I am facing a problem to connect to an Azure MS SQL Server 2014 database in Apache Airflow 1.10.1 using pymssql. I want to use the MsSqlHook class provided by Airflow, for the convenience to create my connection in the Airflow UI, and then create a context manager for my connection using SqlAlchemy:
@contextmanager
def mssql_session(dt_conn_id):
sqla_engine = MsSqlHook(mssql_conn_id=dt_conn_id).get_sqlalchemy_engine()
session = sessionmaker(bind=sqla_engine)()
try:
yield session
except:
session.rollback()
raise
else:
session.commit()
finally:
session.close()
But when I do that, I have this error when I run a request :
sqlalchemy.exc.InterfaceError: (pyodbc.InterfaceError) ('IM002', '[IM002] [unixODBC][Driver Manager]Data source name not found, and no default driver specified (0) (SQLDriverConnect)') (Background on this error at: http://sqlalche.me/e/rvf5)
It seems come from pyodbc whereas I want to use pymssql (and in MsSqlHook, the method get_conn uses pymssql !)
I searched in the source code of Airflow the cause. I noticed that the method get_uri from the class DbApiHook (from which is inherited MsSqlHook) builds the connection string passed to SqlAlchemy like this:
'{conn.conn_type}://{login}{host}/{conn.schema}'
But conn.conn_type is simply equal to 'mssql' whereas we need to specify the DBAPI as described here: https://docs.sqlalchemy.org/en/latest/core/engines.html#microsoft-sql-server (for example : 'mssql+pymssql://scott:tiger@hostname:port/dbname')
So, by default, I think it uses pyodbc.
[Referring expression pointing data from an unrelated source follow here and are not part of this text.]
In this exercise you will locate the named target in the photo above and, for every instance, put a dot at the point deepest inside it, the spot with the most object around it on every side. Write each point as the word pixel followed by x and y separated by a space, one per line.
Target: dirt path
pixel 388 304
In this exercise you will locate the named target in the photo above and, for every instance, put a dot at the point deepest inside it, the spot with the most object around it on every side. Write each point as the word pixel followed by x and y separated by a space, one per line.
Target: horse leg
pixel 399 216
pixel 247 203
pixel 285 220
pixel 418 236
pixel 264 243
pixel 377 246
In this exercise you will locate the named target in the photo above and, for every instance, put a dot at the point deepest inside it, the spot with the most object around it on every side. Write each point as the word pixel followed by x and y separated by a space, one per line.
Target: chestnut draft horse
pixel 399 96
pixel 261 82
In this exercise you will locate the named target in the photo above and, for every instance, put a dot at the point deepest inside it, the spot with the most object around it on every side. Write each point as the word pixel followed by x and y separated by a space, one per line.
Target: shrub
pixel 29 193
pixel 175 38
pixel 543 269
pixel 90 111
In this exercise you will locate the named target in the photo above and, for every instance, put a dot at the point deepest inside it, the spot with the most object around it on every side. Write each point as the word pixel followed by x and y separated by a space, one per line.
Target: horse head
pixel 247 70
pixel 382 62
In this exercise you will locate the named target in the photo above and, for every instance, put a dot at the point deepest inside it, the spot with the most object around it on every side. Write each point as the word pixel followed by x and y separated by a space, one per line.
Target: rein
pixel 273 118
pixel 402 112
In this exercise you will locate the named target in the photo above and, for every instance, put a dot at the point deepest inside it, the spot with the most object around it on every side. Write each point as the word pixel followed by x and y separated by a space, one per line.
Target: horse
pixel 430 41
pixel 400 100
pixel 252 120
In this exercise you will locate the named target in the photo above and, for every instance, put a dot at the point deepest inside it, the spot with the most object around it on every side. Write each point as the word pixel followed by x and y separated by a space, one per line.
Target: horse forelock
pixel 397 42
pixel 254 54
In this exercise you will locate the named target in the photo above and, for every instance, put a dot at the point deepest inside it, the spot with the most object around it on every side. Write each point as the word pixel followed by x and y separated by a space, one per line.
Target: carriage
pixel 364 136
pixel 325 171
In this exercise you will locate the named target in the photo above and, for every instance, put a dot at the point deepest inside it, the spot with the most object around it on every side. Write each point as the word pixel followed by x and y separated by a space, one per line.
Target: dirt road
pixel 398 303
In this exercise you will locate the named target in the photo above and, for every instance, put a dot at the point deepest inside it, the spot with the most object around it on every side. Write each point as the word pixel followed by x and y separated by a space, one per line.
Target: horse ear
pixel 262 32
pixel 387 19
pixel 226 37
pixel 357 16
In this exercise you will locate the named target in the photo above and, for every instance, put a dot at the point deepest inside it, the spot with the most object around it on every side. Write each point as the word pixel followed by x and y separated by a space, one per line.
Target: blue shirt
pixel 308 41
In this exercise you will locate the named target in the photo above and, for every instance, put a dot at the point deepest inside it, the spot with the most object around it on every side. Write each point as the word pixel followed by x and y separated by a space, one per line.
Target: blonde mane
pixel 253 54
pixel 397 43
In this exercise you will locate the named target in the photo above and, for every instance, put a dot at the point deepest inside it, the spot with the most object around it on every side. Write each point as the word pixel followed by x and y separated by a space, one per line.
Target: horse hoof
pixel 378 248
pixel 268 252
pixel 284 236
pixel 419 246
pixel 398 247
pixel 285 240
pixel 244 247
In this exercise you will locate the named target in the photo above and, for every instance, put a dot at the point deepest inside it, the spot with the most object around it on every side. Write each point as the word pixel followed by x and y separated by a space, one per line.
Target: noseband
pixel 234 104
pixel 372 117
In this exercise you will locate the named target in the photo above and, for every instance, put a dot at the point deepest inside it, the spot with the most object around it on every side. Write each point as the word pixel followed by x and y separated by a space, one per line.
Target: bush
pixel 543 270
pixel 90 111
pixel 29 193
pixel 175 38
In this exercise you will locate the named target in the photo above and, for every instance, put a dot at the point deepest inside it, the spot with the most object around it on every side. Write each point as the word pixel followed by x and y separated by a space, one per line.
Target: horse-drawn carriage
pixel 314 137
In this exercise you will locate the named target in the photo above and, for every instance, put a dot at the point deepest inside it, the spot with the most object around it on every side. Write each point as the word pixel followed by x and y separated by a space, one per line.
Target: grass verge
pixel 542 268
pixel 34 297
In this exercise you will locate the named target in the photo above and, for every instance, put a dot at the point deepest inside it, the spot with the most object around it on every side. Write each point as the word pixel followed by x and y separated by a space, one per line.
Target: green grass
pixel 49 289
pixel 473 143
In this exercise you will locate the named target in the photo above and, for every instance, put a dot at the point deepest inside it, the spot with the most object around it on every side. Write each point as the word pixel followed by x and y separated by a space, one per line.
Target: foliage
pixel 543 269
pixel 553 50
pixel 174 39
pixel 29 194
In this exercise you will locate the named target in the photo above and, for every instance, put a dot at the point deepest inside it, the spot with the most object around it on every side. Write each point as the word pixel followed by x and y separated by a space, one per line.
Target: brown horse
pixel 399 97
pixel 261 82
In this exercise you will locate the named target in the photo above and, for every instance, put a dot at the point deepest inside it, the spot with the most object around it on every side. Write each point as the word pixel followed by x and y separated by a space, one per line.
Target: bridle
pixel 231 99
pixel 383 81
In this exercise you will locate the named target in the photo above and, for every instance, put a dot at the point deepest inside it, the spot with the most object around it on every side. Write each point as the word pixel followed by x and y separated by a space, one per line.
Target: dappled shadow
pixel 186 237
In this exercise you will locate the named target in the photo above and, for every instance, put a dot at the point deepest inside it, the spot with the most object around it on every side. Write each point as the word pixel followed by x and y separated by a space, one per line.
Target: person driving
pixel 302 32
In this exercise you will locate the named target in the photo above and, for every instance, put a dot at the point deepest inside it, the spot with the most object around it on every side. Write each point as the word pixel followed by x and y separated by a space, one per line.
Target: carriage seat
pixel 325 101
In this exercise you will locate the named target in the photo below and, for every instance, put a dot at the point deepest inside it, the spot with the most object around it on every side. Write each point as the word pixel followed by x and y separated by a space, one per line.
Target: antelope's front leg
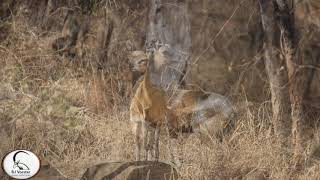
pixel 156 144
pixel 138 134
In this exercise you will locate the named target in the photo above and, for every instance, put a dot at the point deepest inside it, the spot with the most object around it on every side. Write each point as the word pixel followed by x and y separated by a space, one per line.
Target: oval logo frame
pixel 21 164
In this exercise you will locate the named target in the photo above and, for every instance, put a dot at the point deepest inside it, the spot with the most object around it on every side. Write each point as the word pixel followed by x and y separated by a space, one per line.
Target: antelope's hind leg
pixel 149 139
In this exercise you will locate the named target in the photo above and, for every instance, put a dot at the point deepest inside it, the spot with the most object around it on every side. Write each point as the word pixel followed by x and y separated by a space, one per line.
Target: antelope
pixel 189 110
pixel 148 109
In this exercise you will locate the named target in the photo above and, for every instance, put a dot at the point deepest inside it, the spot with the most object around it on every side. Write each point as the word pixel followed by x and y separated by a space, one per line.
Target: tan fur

But how can I set properly the conn_type of the connection to 'mssql+pymssql' instead of 'mssql' ? In the Airflow IU, you can simply select SQL server in a dropdown list, but not set as you want :
To work around the issue, I overload the get_uri method from DbApiHook in a new class I created inherited from MsSqlHook, and in which I build my own connection string, but it's not clean at all...
Thanks for any help